This year's batch of Super Bowl commercials was more car-centric than most years. It seemed every other commercial was for cars, rather than the influx of Doritos and Bud Light ads that we have been so used to over the past few years.
Anyway, five ads are in my Top Five list for this year, while one was so bad that I actually hated it.
Which commercial joins my Super Bowl Commercial Hall of Fame, and which belongs in my Hall of Shame?
Another Bud Light plug: Here we go!
This commercial is basically a condensed parody of Ferris Bueller's Day Off, only instead of going out with Mia Sara and Alan Ruck in a vintage Ferrari, Broderick goes for a joyride in his own Honda.
What made this commercial funny were the scenes parodied, like the parade, the "Bueller...Bueller..." scene, and the parking attendant taking the car on his own personal joyride, all interwoven with Yello's campy 80's hit, "Oh Yeah."
What unfortunately prevented this from making the Top Five was the lack of a baseball scene and the lack of Sara and Ruck in the commercial.
The premise of this commercial is as follows: A guy is buying a car at a dealership, and when asked which car he wants, a second head pops out of his back a la Charlie/Scrad from Men in Black II and starts singing in a smooth jazz style that he wants "that car over there."
The commercial was worth a few yuks for the head, but the singing definitely did me in.
PETA can complain all they want, no one cares.
Seeing a pug (?) in running shoes beat a bunch of greyhounds at their own sport is quite amusing.
But what really gets this commercial in the Top Five is Mr.

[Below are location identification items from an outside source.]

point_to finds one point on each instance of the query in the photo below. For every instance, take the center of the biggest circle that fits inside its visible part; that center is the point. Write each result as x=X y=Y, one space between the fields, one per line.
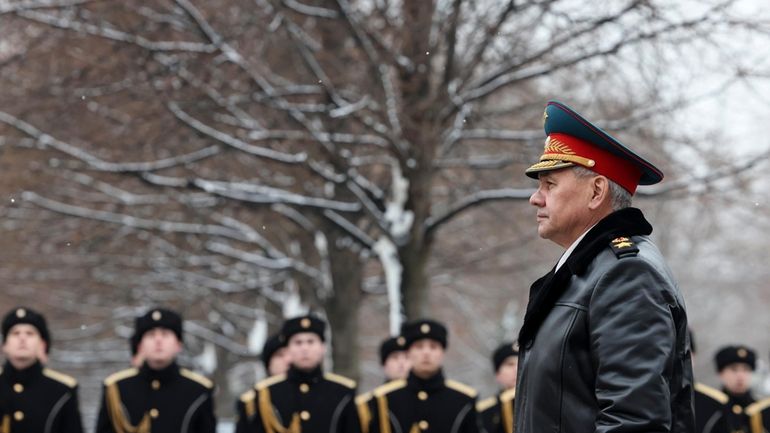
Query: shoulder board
x=270 y=381
x=60 y=377
x=486 y=404
x=713 y=393
x=248 y=396
x=461 y=387
x=389 y=387
x=508 y=395
x=342 y=380
x=195 y=377
x=363 y=398
x=117 y=377
x=758 y=407
x=624 y=247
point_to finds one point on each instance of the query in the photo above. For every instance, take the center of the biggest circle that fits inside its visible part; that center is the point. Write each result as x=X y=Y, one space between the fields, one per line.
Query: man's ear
x=600 y=192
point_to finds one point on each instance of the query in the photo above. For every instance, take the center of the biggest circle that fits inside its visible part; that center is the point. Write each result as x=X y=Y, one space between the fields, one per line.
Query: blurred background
x=244 y=161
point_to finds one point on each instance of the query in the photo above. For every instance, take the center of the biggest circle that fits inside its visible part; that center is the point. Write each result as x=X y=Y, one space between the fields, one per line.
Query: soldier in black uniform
x=34 y=399
x=425 y=401
x=736 y=365
x=496 y=413
x=305 y=399
x=159 y=396
x=275 y=356
x=709 y=404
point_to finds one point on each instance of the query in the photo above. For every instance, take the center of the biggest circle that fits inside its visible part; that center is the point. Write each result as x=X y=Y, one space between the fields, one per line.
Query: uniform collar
x=432 y=383
x=163 y=375
x=22 y=376
x=740 y=399
x=296 y=375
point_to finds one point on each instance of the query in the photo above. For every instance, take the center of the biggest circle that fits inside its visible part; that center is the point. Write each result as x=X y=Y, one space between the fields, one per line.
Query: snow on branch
x=232 y=141
x=473 y=200
x=38 y=4
x=314 y=11
x=276 y=264
x=99 y=164
x=116 y=35
x=131 y=221
x=350 y=228
x=252 y=193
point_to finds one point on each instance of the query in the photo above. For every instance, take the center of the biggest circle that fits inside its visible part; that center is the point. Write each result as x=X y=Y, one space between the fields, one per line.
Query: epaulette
x=248 y=396
x=509 y=395
x=461 y=387
x=713 y=393
x=123 y=374
x=389 y=387
x=486 y=404
x=60 y=377
x=270 y=381
x=195 y=377
x=624 y=247
x=758 y=406
x=363 y=398
x=342 y=380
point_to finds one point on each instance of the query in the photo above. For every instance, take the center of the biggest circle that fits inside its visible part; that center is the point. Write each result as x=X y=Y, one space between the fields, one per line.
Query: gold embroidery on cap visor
x=556 y=155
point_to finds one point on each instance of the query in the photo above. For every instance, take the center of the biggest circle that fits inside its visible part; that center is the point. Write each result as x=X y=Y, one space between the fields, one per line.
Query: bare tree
x=260 y=152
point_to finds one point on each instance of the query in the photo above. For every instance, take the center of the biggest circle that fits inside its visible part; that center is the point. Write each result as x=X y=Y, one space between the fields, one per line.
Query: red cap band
x=562 y=147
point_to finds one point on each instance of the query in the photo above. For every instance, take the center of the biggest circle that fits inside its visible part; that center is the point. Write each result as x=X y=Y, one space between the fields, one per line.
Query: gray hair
x=619 y=197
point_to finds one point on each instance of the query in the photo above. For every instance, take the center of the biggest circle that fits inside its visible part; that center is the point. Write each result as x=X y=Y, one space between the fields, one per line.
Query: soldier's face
x=506 y=374
x=306 y=350
x=562 y=200
x=279 y=362
x=736 y=378
x=159 y=347
x=23 y=346
x=397 y=366
x=426 y=356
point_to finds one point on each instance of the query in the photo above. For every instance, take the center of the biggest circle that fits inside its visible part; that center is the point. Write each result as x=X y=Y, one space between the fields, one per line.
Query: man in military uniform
x=275 y=356
x=33 y=398
x=709 y=404
x=159 y=396
x=736 y=365
x=425 y=401
x=497 y=412
x=305 y=399
x=603 y=346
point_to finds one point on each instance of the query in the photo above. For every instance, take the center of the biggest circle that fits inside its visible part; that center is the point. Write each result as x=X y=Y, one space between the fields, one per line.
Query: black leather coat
x=604 y=343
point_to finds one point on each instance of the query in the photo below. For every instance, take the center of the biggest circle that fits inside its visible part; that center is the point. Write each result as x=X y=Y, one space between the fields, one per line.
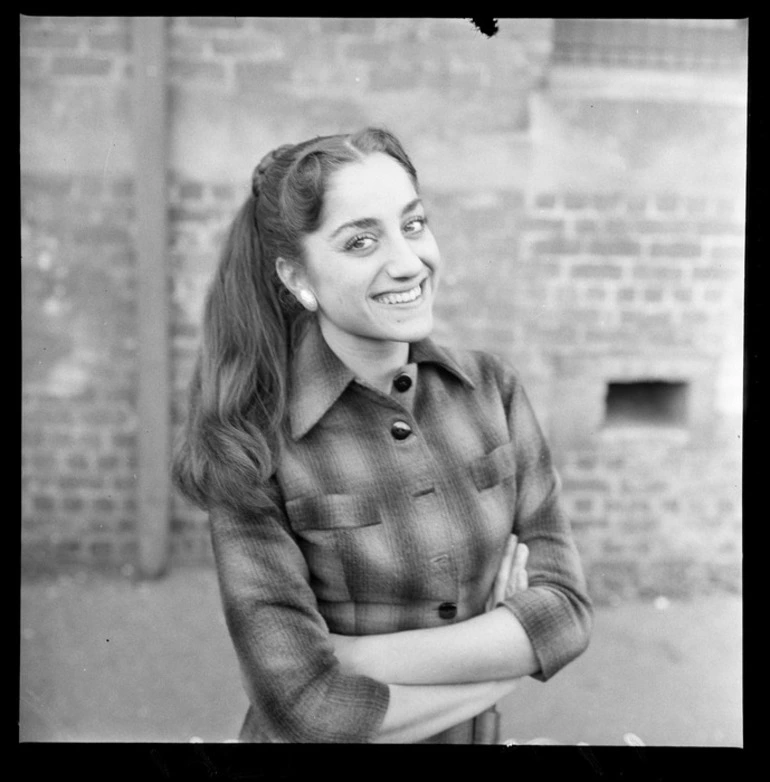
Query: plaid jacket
x=397 y=510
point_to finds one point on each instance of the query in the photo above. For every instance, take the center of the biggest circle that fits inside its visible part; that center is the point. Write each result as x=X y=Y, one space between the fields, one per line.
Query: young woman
x=365 y=486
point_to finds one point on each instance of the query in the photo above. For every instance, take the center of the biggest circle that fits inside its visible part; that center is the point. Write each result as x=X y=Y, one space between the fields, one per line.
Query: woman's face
x=373 y=262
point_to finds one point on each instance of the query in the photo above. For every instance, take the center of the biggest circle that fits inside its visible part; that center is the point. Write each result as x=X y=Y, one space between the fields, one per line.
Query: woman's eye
x=415 y=225
x=361 y=242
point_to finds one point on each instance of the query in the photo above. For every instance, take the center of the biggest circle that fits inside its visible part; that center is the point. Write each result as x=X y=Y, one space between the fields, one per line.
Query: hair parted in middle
x=239 y=389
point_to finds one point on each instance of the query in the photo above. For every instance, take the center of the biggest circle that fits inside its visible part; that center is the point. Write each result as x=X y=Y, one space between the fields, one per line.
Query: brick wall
x=78 y=294
x=588 y=248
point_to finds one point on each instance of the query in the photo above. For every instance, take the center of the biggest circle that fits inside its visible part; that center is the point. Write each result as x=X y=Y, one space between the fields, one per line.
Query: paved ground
x=107 y=659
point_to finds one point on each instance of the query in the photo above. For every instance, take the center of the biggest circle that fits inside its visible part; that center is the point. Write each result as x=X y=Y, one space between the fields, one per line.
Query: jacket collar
x=319 y=377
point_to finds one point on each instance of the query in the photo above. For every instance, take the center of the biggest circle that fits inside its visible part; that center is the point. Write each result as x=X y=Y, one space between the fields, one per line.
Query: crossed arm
x=441 y=676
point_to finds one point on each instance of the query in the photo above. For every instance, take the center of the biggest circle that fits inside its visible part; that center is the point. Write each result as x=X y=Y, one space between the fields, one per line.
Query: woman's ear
x=293 y=276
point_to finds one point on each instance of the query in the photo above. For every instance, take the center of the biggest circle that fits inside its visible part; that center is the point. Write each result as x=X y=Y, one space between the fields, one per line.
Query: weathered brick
x=365 y=26
x=713 y=272
x=44 y=503
x=728 y=253
x=48 y=39
x=614 y=247
x=604 y=271
x=114 y=41
x=556 y=246
x=261 y=75
x=675 y=250
x=719 y=227
x=545 y=201
x=215 y=22
x=667 y=202
x=72 y=504
x=80 y=66
x=574 y=201
x=657 y=272
x=192 y=70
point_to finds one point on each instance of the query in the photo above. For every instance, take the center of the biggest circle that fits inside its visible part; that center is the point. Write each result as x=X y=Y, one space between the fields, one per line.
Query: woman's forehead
x=377 y=182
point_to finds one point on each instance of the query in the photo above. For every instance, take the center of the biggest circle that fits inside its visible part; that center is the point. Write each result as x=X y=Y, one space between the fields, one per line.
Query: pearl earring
x=308 y=300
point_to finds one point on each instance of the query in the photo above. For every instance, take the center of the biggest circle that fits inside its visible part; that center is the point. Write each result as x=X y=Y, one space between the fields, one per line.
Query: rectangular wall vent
x=646 y=403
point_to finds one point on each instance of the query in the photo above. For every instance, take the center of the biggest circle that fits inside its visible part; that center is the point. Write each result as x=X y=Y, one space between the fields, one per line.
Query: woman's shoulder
x=483 y=367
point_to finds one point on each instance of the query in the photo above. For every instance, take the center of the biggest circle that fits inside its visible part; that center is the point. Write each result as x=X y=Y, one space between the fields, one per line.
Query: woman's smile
x=411 y=296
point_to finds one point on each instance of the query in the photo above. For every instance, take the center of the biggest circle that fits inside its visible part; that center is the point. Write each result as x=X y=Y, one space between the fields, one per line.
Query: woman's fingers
x=519 y=580
x=504 y=571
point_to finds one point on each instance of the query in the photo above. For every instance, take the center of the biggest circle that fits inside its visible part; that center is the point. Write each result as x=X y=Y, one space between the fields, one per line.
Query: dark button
x=400 y=430
x=402 y=383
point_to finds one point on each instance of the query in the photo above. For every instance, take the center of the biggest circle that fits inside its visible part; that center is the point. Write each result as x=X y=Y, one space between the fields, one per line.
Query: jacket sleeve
x=293 y=679
x=555 y=610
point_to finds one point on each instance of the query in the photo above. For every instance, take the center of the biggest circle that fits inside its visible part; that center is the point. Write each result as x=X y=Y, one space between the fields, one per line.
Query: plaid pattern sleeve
x=555 y=611
x=295 y=686
x=396 y=511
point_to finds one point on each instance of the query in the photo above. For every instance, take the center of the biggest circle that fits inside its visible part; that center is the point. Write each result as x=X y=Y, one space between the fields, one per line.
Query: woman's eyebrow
x=371 y=222
x=364 y=222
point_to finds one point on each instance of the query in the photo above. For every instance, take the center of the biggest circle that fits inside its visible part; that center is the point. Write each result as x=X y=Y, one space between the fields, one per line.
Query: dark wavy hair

Quiggly stopping just short of the finish line, then moonwalking over as a very creative "In Your Face!".
That moment got the Buffalo Wild Wings where I was watching the Super Bowl roaring with laughter.
Also, putting Mark Cuban in the ad doesn't hurt.
OK, this one isn't so funny as it is awesome, but come on—when you've got the lead singer and guitarist of The Darkness randomly appearing in the street singing the band's trademark song, it's worth noting the commercial as one of the best.
Also, the flash mob, the inter dispersing of the song while people are using their new Samsungs, and the purple striped outfit, all make the ad just...epic.
Another epic commercial that has humor on the side.
The premise of this commercial is a couple asleep. The mythical sandman comes out to perform his job, but after a mishap, he spills his sand on the husband, giving him quite the dream.
Maybe it's a guy doing a rodeo on a rhino, or two lumberjacks cutting a giant hoagie, or maybe the dream being so awesome that it breaks into the wife's dream, where it interrupts her and the Fabio-type horseback rider.
All in all, it's a funny, imaginative, ultimately badass commercial.
We are introduced to the newest M&M's character, Mrs. Brown, a straight-laced, no-nonsense candy who has the misfortune of "wearing" a brown shell, which presumably makes her look naked.
The male party-goers certainly take notice, but she once again clarifies that she is covered and that only an idiot would think she's naked.
We all know what happens next.
By far this was one of the best commercials of the Super Bowl. It played on the fact that there are so many ads depicting scantily clad women and turned it into a humorous satire.
All in all, great job, and hopefully it takes home the top spot on the Super Bowl Ad meter.
There are so many things I find bad about this commercial, but to keep it brief, I'll just go for two reasons.
No. 1: The 2012 phenomenon. Stupid, really stupid.
There will not be a Mayan apocalypse just because the calendar ends on December 21st, so yeah, nice try there.
No. 2: The general rule of thumb in commercials is you don't take cheap shots at other products. In this case, Chevy took one at Ford when it was revealed that one of the people in the convoy didn't survive because he owned a Ford.
I'm not trying to defend Ford here—I drive a 2002 Jeep Liberty Sport myself—but honestly, that was a low blow.
All in all, their attempt at humor just fell flat, and with Ford crying foul, they should probably consider sticking to factual comparisons or maybe not refer to other cars in their commercials.